A Covid-19 vaccination site hosted by Whitney Young Health, working in partnership with Albany County officials.
“I brought my mom,” said Eunice Egole, of Albany, whose mother, Stella, smiled after receiving her first dose of the Pfizer vaccine, her eyes bright over the top of her mask.
“I just want my grandkids to be able to come to my house,” she said. “This will help.”
Her daughter, who also received the vaccine, expressed her gratitude for the clinic, which was staffed by Whitney Young Health employees and volunteers, including nursing students from Maria College and students from the Albany College of Pharmacy and Health Sciences. “I had Covid, so I know how serious this is,” Egole said. “I lost 20 pounds and I couldn’t get out of bed for three weeks. My mom’s health is compromised, so I really wanted to get her here.”
Jean Dobbs, of Albany, said she “did some research and followed the news on TV” before making the decision to get vaccinated. “I’m 77, so it seemed like the right thing to do.” And she didn’t let her fear of needles stop her, either.
As Pharmacy Intern Ernessa Serulien administered her vaccine, Dobbs sang “Hallelujah” and averted her eyes from her arm, then said, “Oh, my goodness. That didn’t hurt at all!”
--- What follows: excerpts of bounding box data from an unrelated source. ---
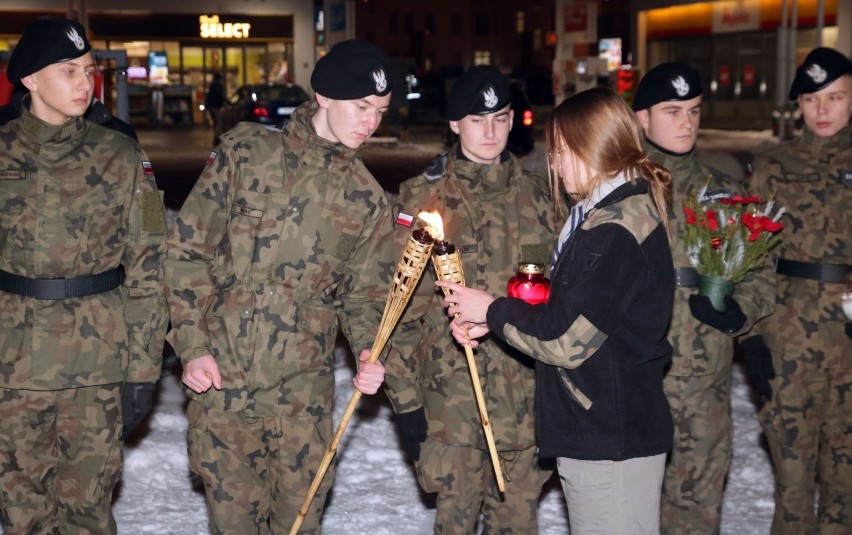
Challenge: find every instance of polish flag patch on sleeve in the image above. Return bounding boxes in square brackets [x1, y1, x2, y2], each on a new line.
[396, 211, 414, 227]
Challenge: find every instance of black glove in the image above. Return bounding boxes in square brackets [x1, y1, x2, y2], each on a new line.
[121, 383, 157, 440]
[740, 335, 775, 401]
[396, 407, 427, 461]
[689, 295, 747, 334]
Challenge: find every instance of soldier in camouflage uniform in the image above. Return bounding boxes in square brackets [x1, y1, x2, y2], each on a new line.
[0, 19, 168, 535]
[386, 66, 555, 534]
[166, 40, 395, 535]
[438, 88, 674, 534]
[633, 63, 772, 535]
[743, 48, 852, 535]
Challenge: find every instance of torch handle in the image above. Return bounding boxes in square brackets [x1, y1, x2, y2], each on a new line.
[464, 344, 506, 492]
[432, 252, 506, 492]
[289, 231, 432, 535]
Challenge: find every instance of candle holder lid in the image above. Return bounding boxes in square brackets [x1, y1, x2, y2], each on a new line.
[518, 262, 544, 275]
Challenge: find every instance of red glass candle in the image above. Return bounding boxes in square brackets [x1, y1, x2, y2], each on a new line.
[506, 262, 550, 305]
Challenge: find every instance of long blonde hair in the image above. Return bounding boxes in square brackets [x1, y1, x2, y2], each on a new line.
[545, 87, 672, 237]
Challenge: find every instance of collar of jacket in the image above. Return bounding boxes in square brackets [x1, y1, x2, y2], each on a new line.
[799, 123, 852, 153]
[447, 145, 518, 195]
[594, 179, 648, 210]
[284, 100, 361, 160]
[19, 95, 86, 145]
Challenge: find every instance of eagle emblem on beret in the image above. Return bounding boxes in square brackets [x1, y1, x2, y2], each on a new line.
[373, 67, 388, 93]
[805, 63, 828, 84]
[65, 27, 86, 50]
[482, 86, 497, 109]
[672, 75, 689, 97]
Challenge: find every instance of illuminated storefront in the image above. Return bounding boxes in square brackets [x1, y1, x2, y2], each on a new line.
[0, 0, 315, 124]
[636, 0, 852, 127]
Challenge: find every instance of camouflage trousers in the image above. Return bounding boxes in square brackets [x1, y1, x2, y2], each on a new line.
[186, 400, 335, 535]
[0, 384, 123, 535]
[760, 361, 852, 535]
[660, 367, 733, 535]
[417, 437, 553, 535]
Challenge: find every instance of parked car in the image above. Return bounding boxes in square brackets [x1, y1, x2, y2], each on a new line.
[222, 83, 310, 130]
[508, 80, 535, 155]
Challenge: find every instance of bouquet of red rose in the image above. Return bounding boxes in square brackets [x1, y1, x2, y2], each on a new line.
[681, 181, 784, 308]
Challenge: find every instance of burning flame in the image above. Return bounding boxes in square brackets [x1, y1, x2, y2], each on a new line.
[417, 210, 444, 241]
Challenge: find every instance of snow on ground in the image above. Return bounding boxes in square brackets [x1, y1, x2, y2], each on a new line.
[100, 342, 773, 535]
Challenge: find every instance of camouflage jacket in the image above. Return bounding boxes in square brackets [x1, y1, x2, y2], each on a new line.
[645, 141, 774, 377]
[166, 102, 394, 417]
[0, 110, 168, 390]
[488, 182, 674, 461]
[752, 125, 852, 369]
[386, 145, 555, 450]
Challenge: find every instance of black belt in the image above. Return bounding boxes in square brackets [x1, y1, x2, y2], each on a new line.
[675, 268, 698, 288]
[775, 258, 852, 283]
[0, 266, 124, 301]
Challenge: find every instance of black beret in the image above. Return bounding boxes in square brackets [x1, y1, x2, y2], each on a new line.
[6, 18, 92, 84]
[633, 62, 701, 111]
[447, 65, 512, 121]
[311, 39, 393, 100]
[790, 47, 852, 100]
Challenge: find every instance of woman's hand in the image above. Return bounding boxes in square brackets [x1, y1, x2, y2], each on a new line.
[450, 318, 490, 347]
[435, 281, 494, 326]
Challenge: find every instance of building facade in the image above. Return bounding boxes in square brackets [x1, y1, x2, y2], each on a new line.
[0, 0, 317, 124]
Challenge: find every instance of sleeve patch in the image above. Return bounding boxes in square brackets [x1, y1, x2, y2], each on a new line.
[335, 233, 358, 260]
[142, 191, 168, 234]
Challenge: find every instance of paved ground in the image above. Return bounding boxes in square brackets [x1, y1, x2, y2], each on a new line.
[137, 124, 777, 209]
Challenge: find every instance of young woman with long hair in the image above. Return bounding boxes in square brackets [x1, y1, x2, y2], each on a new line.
[437, 88, 674, 535]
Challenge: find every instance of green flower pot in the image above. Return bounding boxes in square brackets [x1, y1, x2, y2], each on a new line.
[698, 275, 735, 312]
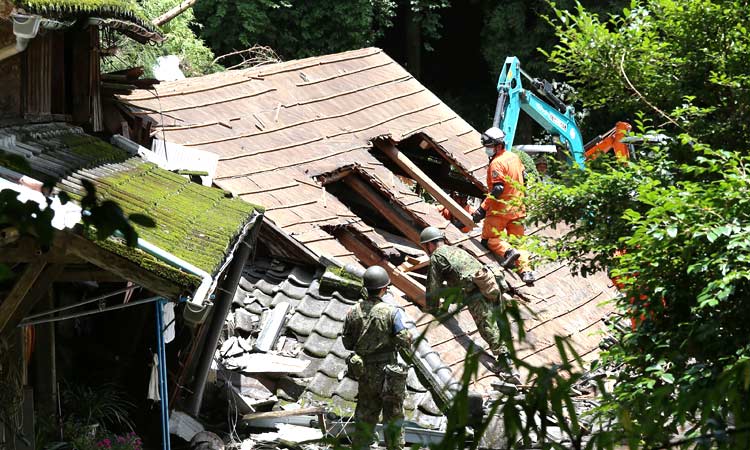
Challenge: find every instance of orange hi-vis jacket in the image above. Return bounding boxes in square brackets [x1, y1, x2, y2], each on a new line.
[482, 150, 526, 239]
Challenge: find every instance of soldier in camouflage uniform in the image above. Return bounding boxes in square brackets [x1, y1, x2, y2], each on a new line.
[342, 266, 411, 450]
[420, 227, 510, 371]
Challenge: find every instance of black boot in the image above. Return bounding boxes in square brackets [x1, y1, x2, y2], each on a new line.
[500, 248, 521, 269]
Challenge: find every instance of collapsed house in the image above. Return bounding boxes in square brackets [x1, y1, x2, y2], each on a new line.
[0, 1, 270, 449]
[112, 48, 616, 442]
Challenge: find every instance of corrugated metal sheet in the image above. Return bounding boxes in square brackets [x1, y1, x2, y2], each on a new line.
[120, 48, 615, 391]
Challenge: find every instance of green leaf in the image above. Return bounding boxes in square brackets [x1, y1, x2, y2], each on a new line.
[128, 213, 156, 228]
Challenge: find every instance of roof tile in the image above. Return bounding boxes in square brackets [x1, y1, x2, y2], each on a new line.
[255, 278, 279, 298]
[334, 377, 359, 402]
[320, 353, 346, 378]
[279, 279, 307, 300]
[314, 315, 344, 340]
[323, 299, 352, 322]
[297, 295, 329, 318]
[287, 311, 318, 342]
[250, 288, 273, 308]
[304, 330, 336, 358]
[307, 372, 338, 398]
[331, 336, 352, 360]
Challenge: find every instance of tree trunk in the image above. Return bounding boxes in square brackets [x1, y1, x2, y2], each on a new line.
[406, 5, 422, 79]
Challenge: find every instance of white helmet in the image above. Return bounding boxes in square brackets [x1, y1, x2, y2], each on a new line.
[482, 127, 505, 147]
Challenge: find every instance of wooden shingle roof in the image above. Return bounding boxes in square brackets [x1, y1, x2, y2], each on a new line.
[119, 48, 616, 391]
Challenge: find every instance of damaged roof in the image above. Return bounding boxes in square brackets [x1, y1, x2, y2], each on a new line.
[0, 123, 260, 294]
[5, 0, 164, 43]
[222, 258, 455, 429]
[119, 48, 616, 386]
[119, 48, 487, 262]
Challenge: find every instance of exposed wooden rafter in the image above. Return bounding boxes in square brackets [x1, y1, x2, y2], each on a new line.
[68, 233, 183, 300]
[375, 140, 474, 232]
[342, 176, 421, 243]
[0, 257, 65, 336]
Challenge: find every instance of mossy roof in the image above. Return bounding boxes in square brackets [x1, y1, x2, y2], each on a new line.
[0, 124, 261, 286]
[71, 158, 256, 273]
[13, 0, 155, 31]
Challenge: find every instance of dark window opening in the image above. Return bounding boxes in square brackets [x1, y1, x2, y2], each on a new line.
[370, 133, 484, 197]
[325, 173, 424, 265]
[326, 175, 417, 237]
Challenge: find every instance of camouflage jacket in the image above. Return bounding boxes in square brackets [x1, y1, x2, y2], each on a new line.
[427, 245, 482, 310]
[342, 297, 411, 362]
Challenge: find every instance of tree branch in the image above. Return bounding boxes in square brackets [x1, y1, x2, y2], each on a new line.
[652, 425, 750, 450]
[151, 0, 198, 27]
[620, 52, 687, 131]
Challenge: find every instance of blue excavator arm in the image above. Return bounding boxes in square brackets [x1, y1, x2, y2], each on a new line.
[493, 56, 585, 168]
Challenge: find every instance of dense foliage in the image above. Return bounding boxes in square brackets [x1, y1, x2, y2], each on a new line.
[102, 0, 221, 77]
[530, 0, 750, 448]
[547, 0, 750, 152]
[195, 0, 395, 60]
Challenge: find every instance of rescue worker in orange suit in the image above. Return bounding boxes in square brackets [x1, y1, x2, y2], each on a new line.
[472, 127, 536, 284]
[438, 192, 473, 233]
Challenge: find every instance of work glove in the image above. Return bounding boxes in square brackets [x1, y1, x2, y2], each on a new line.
[471, 206, 487, 223]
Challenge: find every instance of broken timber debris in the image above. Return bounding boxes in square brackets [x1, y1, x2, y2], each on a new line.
[253, 302, 290, 353]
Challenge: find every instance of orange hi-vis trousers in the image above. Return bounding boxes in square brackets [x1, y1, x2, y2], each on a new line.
[482, 216, 531, 273]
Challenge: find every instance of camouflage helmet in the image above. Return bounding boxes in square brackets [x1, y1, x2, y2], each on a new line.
[362, 266, 391, 290]
[419, 227, 445, 244]
[482, 127, 505, 147]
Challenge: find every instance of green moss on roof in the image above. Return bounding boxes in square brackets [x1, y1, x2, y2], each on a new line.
[14, 0, 154, 31]
[85, 230, 201, 288]
[320, 267, 362, 298]
[60, 134, 128, 166]
[89, 163, 259, 274]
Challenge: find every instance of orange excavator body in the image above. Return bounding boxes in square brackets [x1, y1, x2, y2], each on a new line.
[584, 122, 633, 161]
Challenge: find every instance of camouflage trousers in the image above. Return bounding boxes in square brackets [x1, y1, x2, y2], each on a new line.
[467, 295, 508, 356]
[352, 361, 406, 450]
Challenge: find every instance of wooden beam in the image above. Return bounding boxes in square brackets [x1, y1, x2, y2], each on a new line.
[420, 134, 487, 194]
[398, 257, 430, 272]
[151, 0, 197, 27]
[0, 234, 81, 264]
[68, 234, 184, 300]
[334, 230, 426, 307]
[0, 258, 47, 336]
[242, 407, 324, 421]
[9, 264, 65, 334]
[57, 265, 125, 283]
[375, 140, 475, 228]
[343, 175, 421, 244]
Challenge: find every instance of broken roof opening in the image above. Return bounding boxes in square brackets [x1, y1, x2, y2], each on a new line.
[371, 133, 484, 197]
[322, 170, 425, 248]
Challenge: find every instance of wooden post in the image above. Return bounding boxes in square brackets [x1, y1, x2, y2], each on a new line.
[335, 230, 426, 306]
[0, 258, 47, 336]
[375, 141, 474, 228]
[1, 264, 65, 336]
[68, 233, 182, 300]
[34, 289, 57, 423]
[343, 175, 421, 244]
[151, 0, 197, 27]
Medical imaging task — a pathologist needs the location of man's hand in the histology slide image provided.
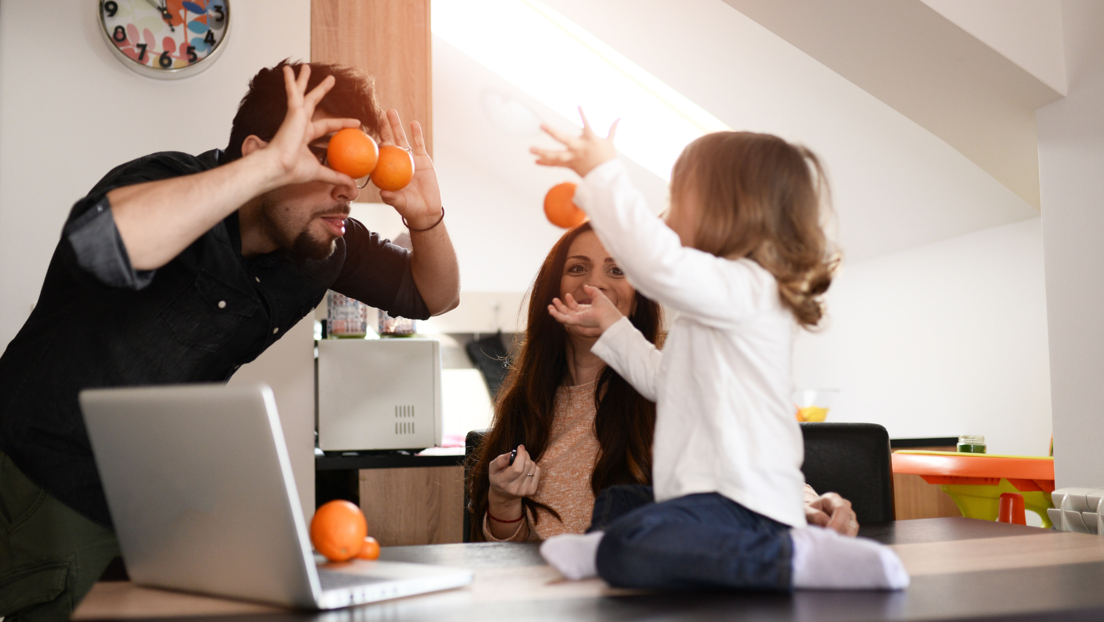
[380,109,440,229]
[549,285,624,337]
[805,493,859,537]
[256,65,360,187]
[529,108,617,177]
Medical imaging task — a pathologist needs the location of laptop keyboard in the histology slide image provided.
[318,570,391,590]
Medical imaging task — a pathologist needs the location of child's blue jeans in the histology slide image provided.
[590,486,793,591]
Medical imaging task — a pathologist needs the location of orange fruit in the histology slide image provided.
[326,127,380,179]
[310,499,368,561]
[372,145,414,191]
[544,181,586,229]
[357,536,380,559]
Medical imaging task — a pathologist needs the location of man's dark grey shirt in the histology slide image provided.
[0,150,429,526]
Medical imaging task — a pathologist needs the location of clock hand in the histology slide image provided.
[146,0,177,32]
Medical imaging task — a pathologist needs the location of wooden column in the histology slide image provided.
[310,0,433,203]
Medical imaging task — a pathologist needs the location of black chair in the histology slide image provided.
[802,422,896,525]
[464,422,896,542]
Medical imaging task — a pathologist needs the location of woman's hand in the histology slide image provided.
[549,285,625,337]
[487,445,541,520]
[370,109,440,229]
[529,108,617,177]
[805,493,859,537]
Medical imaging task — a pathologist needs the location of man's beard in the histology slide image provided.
[291,231,338,261]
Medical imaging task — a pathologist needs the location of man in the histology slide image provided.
[0,62,459,622]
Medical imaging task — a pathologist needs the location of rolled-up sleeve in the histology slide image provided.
[62,197,155,289]
[330,219,429,319]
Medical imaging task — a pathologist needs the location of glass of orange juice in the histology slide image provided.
[792,389,839,422]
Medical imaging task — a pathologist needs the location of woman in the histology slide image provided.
[469,224,662,540]
[468,223,858,541]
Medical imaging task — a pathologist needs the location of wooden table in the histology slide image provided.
[75,517,1104,622]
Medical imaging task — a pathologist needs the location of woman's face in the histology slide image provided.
[560,231,636,333]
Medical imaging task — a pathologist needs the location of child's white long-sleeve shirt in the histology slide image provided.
[575,160,805,527]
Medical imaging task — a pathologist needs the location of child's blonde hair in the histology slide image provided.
[671,131,839,328]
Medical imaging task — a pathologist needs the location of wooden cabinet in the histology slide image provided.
[360,466,464,547]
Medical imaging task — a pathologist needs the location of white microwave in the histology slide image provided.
[315,337,443,452]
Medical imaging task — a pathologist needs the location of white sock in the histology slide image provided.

When asked if there was anything she looked forward to that being vaccinated might allow, she said, “It’s nice to think about travel again. I want to go to Puerto Rico.” But the greatest gain of all, she said, was the prospect of being with family.
Dobbs has four children and served as a program director for Catholic Charities for more than 30 years before retiring. She said that in her job she “saw everything—from ashes to beauty.” And this was true during Covid, as well. Her family suffered the loss of beloved family members during the pandemic, one of them to Covid-19.
“We have a big family,” she said, so the thought of being together safely offers some comfort, she said.
Family was also on the mind of Matt Mason, of Albany, whose 17-month-old son was born just prior to the pandemic. “I just want to be able to bring him to the grocery store,” he said. “I’ve never been able to do that. Think about that for a moment.”
He said he was thrilled to receive the vaccine at the community clinic, which served more than 400 people that day, all of whom are scheduled to receive their second dose this month.
“I’m ready for number two,” Mason said. “Let’s get this done!”